GNSS at tide gauges for Mean Dynamic Topography: Conventional measurements and Multipath Reflectometry
Event: 2016 Ocean Surface Topography Science Team Meeting
Session: The Geoid, Mean Sea Surfaces and Mean Dynamic Topography
Presentation type: Type Oral
Contribution: PDF file
The greatest direct impact of sea level is at the coast, but measurements of dynamic topography precisely at the coast are difficult to make, and are presently limited to the relatively small number of tide gauges for which precise GPS vertical coordinates are known. We show here that, using recent geoid estimates, these dynamic topography estimates are consistent with ocean model analyses at the 5-8 cm level. In order to expand the available dataset, we investigate a new method which does not require a tide gauge. Several recent papers have demonstrated the use of a single geodetic-quality Global Navigation Satellite System (GNSS) receiver to directly measure local sea level variations. This method uses recorded Signal-to-Noise Ratio (SNR) data and is based on interferometric interactions between the direct signal and reflected signals from the sea-surface.
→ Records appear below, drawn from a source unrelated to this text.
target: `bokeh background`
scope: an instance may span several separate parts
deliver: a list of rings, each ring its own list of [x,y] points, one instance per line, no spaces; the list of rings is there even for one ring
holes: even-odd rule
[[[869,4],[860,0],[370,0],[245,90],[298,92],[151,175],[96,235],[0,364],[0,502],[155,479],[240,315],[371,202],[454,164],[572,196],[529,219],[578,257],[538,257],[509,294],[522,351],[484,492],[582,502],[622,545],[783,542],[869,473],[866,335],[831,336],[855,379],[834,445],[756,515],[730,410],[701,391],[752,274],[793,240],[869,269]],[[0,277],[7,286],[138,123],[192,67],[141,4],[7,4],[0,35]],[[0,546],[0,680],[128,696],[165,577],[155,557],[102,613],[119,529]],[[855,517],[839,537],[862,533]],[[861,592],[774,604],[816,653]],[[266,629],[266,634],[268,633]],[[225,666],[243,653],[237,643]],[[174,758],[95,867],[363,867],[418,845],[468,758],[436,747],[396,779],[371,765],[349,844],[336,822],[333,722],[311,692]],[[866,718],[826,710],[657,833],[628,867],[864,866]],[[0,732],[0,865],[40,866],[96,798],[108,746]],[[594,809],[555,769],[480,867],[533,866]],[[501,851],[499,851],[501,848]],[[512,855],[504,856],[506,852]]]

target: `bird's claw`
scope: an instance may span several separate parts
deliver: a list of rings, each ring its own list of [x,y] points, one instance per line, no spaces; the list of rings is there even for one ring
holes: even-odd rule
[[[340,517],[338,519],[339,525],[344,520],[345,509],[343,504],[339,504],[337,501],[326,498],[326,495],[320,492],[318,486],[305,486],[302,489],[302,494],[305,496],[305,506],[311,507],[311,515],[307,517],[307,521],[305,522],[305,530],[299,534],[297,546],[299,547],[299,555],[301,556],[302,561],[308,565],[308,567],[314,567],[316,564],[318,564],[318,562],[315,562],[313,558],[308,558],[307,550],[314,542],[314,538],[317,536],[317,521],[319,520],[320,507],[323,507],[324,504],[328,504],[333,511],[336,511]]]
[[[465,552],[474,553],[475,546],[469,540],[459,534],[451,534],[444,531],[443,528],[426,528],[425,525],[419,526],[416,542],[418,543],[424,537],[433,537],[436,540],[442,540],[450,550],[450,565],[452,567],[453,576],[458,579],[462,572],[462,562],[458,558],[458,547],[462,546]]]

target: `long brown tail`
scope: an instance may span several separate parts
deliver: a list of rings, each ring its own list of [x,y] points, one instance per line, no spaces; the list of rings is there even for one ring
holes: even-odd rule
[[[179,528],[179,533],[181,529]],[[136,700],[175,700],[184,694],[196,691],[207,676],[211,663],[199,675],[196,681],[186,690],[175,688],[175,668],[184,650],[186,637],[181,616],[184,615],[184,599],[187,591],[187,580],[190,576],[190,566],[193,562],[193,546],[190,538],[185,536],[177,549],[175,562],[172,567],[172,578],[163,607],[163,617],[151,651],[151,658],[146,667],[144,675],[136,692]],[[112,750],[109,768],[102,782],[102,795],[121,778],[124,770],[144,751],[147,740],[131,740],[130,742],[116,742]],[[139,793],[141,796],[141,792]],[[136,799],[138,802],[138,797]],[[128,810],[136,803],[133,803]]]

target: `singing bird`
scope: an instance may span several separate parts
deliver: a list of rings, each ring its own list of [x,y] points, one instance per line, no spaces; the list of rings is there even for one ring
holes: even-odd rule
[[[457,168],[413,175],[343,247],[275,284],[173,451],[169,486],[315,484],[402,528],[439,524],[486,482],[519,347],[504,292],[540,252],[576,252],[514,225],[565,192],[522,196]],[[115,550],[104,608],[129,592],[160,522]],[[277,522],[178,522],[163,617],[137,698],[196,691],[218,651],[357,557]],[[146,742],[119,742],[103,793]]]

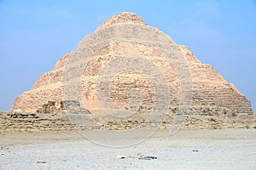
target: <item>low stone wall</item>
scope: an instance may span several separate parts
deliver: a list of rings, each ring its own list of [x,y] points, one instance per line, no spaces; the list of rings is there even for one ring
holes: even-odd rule
[[[0,111],[0,133],[9,131],[61,131],[77,129],[125,130],[135,128],[172,128],[172,116],[154,116],[137,114],[130,118],[113,118],[109,116],[90,115],[90,123],[76,123],[70,121],[67,114],[39,114]],[[79,116],[76,114],[73,116]],[[214,116],[187,116],[182,128],[251,128],[256,126],[255,115],[240,116],[232,118]]]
The sea level measurements are therefore naturally in a modern vertical reference frame that can be used to study mean dynamic topography, validate geoid models and help to define a world height system. We show the results from various GNSS sites with varying environments and including some with over 10 years of data. We find that in order to get an accuracy of around 5 cm requires the application of both the wet and dry tropospheric correction to the data.